Redbelly98 said:
It might help if you told us what the actual N, frequency spacing, and frequency range (mininum and maximum) are for your data.
remember that the three parameters are related. you can specify two of the three sort of independently, but the the value of the third is a consequence of the values of the other two.
Please use the time-domain signal to figure N, not the frequency data (see below for explanation.)
but he doesn't know the time-domain signal yet.
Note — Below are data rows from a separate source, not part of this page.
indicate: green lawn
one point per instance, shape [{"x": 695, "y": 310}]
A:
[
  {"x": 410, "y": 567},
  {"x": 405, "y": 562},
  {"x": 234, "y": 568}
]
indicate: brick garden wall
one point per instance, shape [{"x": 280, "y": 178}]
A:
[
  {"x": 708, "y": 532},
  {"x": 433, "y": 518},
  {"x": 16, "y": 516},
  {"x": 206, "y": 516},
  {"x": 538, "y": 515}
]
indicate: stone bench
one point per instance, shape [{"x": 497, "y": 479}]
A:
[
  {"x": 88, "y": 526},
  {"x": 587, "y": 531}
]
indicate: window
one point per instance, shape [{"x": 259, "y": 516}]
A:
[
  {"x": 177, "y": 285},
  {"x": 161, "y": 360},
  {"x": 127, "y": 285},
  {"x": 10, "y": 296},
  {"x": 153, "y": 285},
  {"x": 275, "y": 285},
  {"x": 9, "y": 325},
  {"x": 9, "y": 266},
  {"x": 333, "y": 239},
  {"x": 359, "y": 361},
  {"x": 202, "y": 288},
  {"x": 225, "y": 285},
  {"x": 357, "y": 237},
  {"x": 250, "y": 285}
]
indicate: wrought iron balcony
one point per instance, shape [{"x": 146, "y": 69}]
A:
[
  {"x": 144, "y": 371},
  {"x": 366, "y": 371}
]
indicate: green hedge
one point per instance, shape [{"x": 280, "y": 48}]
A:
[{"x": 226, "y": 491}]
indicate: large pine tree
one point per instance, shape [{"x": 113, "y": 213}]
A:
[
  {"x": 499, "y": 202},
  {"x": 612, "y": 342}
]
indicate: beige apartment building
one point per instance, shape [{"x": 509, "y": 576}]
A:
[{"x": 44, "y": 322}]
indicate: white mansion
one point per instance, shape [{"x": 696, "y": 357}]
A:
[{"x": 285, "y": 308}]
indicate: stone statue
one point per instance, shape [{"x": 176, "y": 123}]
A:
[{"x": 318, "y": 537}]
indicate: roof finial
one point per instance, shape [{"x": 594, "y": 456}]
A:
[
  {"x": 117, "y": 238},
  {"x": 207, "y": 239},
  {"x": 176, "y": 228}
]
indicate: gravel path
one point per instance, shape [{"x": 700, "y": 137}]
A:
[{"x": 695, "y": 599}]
one thing, to sort of help how this will sort out, is that theoretically, the continuous Fourier Transform of a gaussian pulse is a gaussian pulse.
if we define the F.T. as electrical engineers like to:
X(f) \equiv \mathcal{F} \left\{ x(t) \right\} \equiv \int_{-\infty}^{+\infty} x(t) e^{-i 2 \pi f t} dt
with the resulting inverse F.T.:
x(t) \equiv \mathcal{F}^{-1} \left\{ X(f) \right\} = \int_{-\infty}^{+\infty} X(f) e^{i 2 \pi f t} df
then the F.T. of the unit gaussian pulse (centered at zero) is:
\mathcal{F} \left\{ e^{-\pi t^2} \right\} = e^{-\pi f^2}
we EEs commit that to memory (along with the scaling and translation theorems of the F.T.) and we can do
any gaussian pulse centered at any time or frequency, with even imaginary parts which happens when one examines a linearly-swept frequency
"chirp}" signal. a gaussian windowed chirp is just a gaussian, with the right subsitution of scalers and if one "completes the square" in the exponent.
even though i am not suggesting to the OP to
not do the FFT and use the theoretical F.T., the OP should know what to expect coming out of FFT (or iFFT, in this case), because if it is radically different, the range or spacing or size of
N is not good enough. the FFT should approximate the theoretical F.T. if one sets it up correctly.